Tanto este envolvimento é verdadeiro que o presidente do INCRA nomeou como substituto temporário do afastado superintendente de Santarém, ninguém mais, ninguém menos do que o senhor Raimundo de Araújo Lima, seu próprio Diretor Nacional de Programas. (DOU, Caderno 2, 19/10/2007, p. 33). Assim, assiste-se o próprio INCRA nacional “intervindo” na Superintendência de Santarém, para tentar garantir a continuidade de sua equivocada política de reforma agrária para o agronegócio.

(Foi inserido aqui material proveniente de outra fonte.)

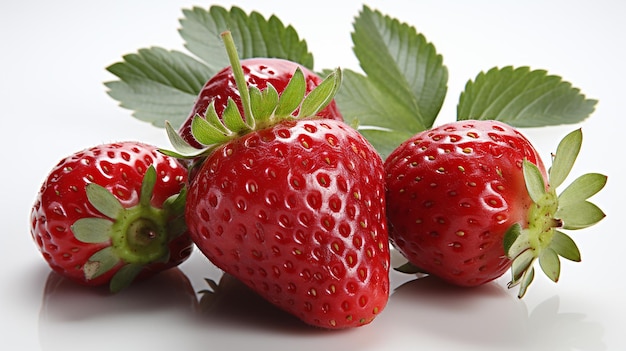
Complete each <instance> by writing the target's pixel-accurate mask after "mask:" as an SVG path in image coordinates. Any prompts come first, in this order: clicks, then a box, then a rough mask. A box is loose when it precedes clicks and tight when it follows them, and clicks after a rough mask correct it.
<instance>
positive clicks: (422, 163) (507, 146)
mask: <svg viewBox="0 0 626 351" xmlns="http://www.w3.org/2000/svg"><path fill="white" fill-rule="evenodd" d="M572 138H576V137H575V134H572V135H571V136H570V137H569V138H568V139H567V140H570V141H568V146H567V147H565V146H564V147H560V149H561V150H560V151H559V152H560V154H565V155H563V156H559V155H560V154H559V152H557V156H555V164H554V165H553V167H552V169H551V171H550V180H551V182H550V184H548V176H547V175H546V171H545V169H544V166H543V163H542V161H541V159H540V157H539V156H538V154H537V152H536V150H535V149H534V148H533V146H532V145H531V143H530V142H529V141H528V139H526V138H525V137H524V136H523V135H522V134H520V133H519V132H518V131H517V130H515V129H513V128H512V127H510V126H508V125H506V124H504V123H500V122H497V121H459V122H454V123H449V124H445V125H442V126H440V127H437V128H434V129H432V130H428V131H424V132H421V133H418V134H417V135H415V136H414V137H412V138H411V139H409V140H407V141H406V142H404V143H403V144H402V145H401V146H400V147H398V148H397V149H396V150H395V151H393V152H392V153H391V154H390V156H389V157H388V159H387V160H386V162H385V172H386V181H387V215H388V220H389V226H390V238H391V240H392V243H393V244H394V245H395V247H397V248H398V250H399V251H400V252H401V253H403V254H404V255H405V256H406V257H407V259H408V260H409V262H410V264H411V265H412V266H415V267H419V269H420V270H422V271H424V272H427V273H429V274H431V275H434V276H438V277H440V278H441V279H444V280H446V281H448V282H450V283H453V284H456V285H460V286H476V285H480V284H484V283H486V282H489V281H491V280H493V279H495V278H498V277H500V276H501V275H502V274H503V273H504V272H505V271H506V270H507V269H508V268H509V267H511V264H512V262H513V260H516V262H517V263H515V264H513V280H512V283H511V286H514V285H517V284H518V283H520V282H521V283H523V284H522V286H521V289H520V297H521V296H522V295H523V294H524V293H525V291H526V288H527V287H528V285H529V284H530V282H531V281H532V279H533V276H534V271H533V268H532V263H533V261H534V260H535V258H539V260H540V264H541V266H542V268H543V269H544V271H546V273H547V274H548V276H549V277H550V278H552V279H553V280H554V281H556V280H557V279H558V275H559V269H560V265H559V260H558V255H560V256H563V257H565V258H568V259H571V260H575V261H576V260H579V259H580V257H579V252H578V249H577V248H576V246H575V244H574V243H573V241H571V239H570V238H569V237H568V236H567V235H566V234H564V233H562V232H561V231H560V230H559V229H578V228H579V227H584V226H588V225H591V224H593V223H595V222H597V221H598V220H600V219H601V218H602V217H603V216H604V214H603V213H601V211H599V210H598V211H599V212H595V211H592V212H593V215H590V217H589V218H586V219H584V220H583V222H584V225H583V226H579V225H578V224H572V223H576V222H578V221H580V220H581V219H580V218H578V219H577V218H574V217H576V216H578V215H575V214H572V213H571V209H573V208H575V207H577V206H579V205H580V203H581V202H586V199H587V198H588V197H589V196H591V195H593V194H594V193H595V192H597V191H599V190H600V189H601V188H602V186H603V185H604V181H605V178H606V177H603V176H600V175H595V176H593V178H595V180H594V182H595V183H597V184H595V185H590V184H586V185H585V186H586V187H587V188H588V189H591V191H589V192H587V193H584V194H583V195H582V196H580V197H579V196H578V195H576V196H574V193H575V192H576V191H573V190H571V189H570V190H569V191H568V189H566V191H565V192H564V193H566V192H567V193H569V197H570V198H571V199H572V200H571V201H570V200H569V199H568V200H567V201H560V200H557V195H556V192H555V188H556V187H557V186H558V185H560V184H561V182H562V181H563V179H564V178H565V176H567V174H568V173H569V170H570V169H571V166H572V164H573V161H574V159H575V155H574V157H573V158H572V157H571V152H575V154H577V152H578V150H579V148H580V142H571V140H573V139H572ZM570 144H571V145H570ZM564 150H565V151H564ZM572 150H573V151H572ZM567 153H569V154H570V155H567ZM557 161H558V162H557ZM596 176H597V177H596ZM598 184H602V186H599V187H598ZM575 190H577V189H575ZM574 199H575V200H574ZM407 268H408V267H404V268H401V269H407Z"/></svg>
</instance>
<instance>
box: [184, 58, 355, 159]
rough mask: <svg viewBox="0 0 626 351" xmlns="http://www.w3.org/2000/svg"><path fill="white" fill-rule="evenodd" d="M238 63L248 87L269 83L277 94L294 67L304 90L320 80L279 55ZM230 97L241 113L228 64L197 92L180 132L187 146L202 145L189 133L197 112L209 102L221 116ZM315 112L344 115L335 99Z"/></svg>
mask: <svg viewBox="0 0 626 351" xmlns="http://www.w3.org/2000/svg"><path fill="white" fill-rule="evenodd" d="M241 66H242V69H243V71H244V75H245V79H246V83H247V84H248V86H253V87H256V88H258V89H260V90H263V89H265V88H266V87H267V86H268V84H271V85H272V86H273V87H274V89H276V91H277V92H278V93H279V94H280V93H282V92H283V90H285V87H286V86H287V84H288V83H289V80H290V79H291V77H292V76H293V73H294V72H295V71H296V69H297V68H300V70H302V72H303V73H304V78H305V81H306V92H307V93H308V92H310V91H311V90H313V88H315V87H316V86H318V85H319V84H320V83H321V82H322V78H320V77H319V76H318V75H317V74H315V73H313V72H312V71H310V70H309V69H307V68H306V67H303V66H301V65H299V64H297V63H295V62H292V61H289V60H284V59H279V58H250V59H245V60H241ZM229 98H231V99H233V100H234V101H235V103H236V104H237V107H238V108H239V111H240V113H243V107H242V105H241V98H240V94H239V90H238V88H237V84H236V83H235V77H234V75H233V71H232V69H231V68H230V66H228V67H226V68H224V69H222V70H221V71H220V72H218V73H217V74H216V75H215V76H213V77H212V78H211V79H209V81H207V82H206V84H205V85H204V87H203V88H202V90H201V91H200V93H199V94H198V98H197V99H196V102H195V104H194V106H193V108H192V110H191V113H190V114H189V117H188V118H187V119H186V120H185V122H184V123H183V125H182V126H181V127H180V130H179V134H180V135H181V136H182V138H183V139H184V140H185V141H186V142H187V143H189V144H190V145H192V146H194V147H197V148H201V147H202V145H201V144H200V143H198V141H196V140H195V138H194V137H193V135H192V133H191V122H192V120H193V118H194V117H195V116H196V114H199V115H200V116H202V117H204V116H205V114H206V110H207V108H209V105H211V104H213V108H215V112H216V113H217V115H218V116H221V115H222V114H223V112H224V109H225V108H226V105H227V104H228V99H229ZM318 115H319V116H321V117H323V118H329V119H335V120H340V121H341V120H343V117H342V116H341V113H340V112H339V110H338V108H337V106H336V104H335V102H334V101H332V102H330V103H329V104H328V106H326V107H325V108H324V109H322V110H321V111H319V113H318Z"/></svg>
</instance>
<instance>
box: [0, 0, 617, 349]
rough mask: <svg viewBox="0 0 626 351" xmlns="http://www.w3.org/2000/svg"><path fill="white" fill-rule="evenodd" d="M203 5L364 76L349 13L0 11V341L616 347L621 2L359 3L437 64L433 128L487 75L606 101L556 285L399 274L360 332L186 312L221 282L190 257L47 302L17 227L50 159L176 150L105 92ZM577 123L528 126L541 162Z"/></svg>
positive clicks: (459, 346)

Esta política foi apresentada pelo próprio Raimundo de Araújo Lima na 6ª Reunião da Comissão de Gestão de Florestas Públicas – CGFLOP, realizada na sala D do Anexo I do Palácio do Itamaraty, em Brasília, nos dias 08 e 09 de maio de 2007: “não existe, por parte do INCRA, nenhum problema com relação às empresas que se fixaram na Amazônia. E fomos extremamente tolerantes com relação à exploração florestal em terras públicas sem nenhuma autorização, algumas griladas e outras ocupadas irregularmente. Primeiro, nós verificamos, (que) ao invés de tratarmos da questão fundiária pura e simples, que aí teríamos que ter entrado com reintegração de posse, esse é (nosso) dever de ofício, (mas) não fizemos, discutimos (então) com o Ministério do Meio Ambiente, discutimos com o IBAMA, discutimos com as lideranças da região, analisamos a questão social e a questão econômica e elas, com certeza, sobrepuseram a questão fundiária, que era o fato de que você tem uma demanda por oferta legal de madeira, uma necessidade... Municípios como de Novo Progresso, com certeza, 90% da renda gerada ali vem do setor madeireiro e precisava encontrar uma forma de transição que possibilitasse as empresas manejar dentro das terras públicas e fizemos.” (Ata da 6ª. Reunião da Comissão de Gestão de Florestas Públicas – CGFLOP, Anexo 4) www.mma.gov.br
Como se pode ver “a raposa foi tomar conta do galinheiro”. E por quê? É que os madeireiros, diretamente interessados nesta política, estão cobrando a fatura. Mas, este é assunto para nosso próximo artigo, pois na Assembléia Legislativa do Pará já se discute a formação de uma CPI para o caso, e agora, a questão não é só do MDA/INCRA é também do MMA/IBAMA e do governo estadual do PT naquele estado.

Ariovaldo Umbelino de Oliveira é professor titular de Geografia Agrária pela Universidade de São Paulo (USP). Estudioso dos movimentos sociais no campo e da agricultura brasileira é autor, entre outros livros, de "Modo capitalista de produção (Ática, 1995)", "Agricultura camponesa no Brasil" (Contexto, 1997).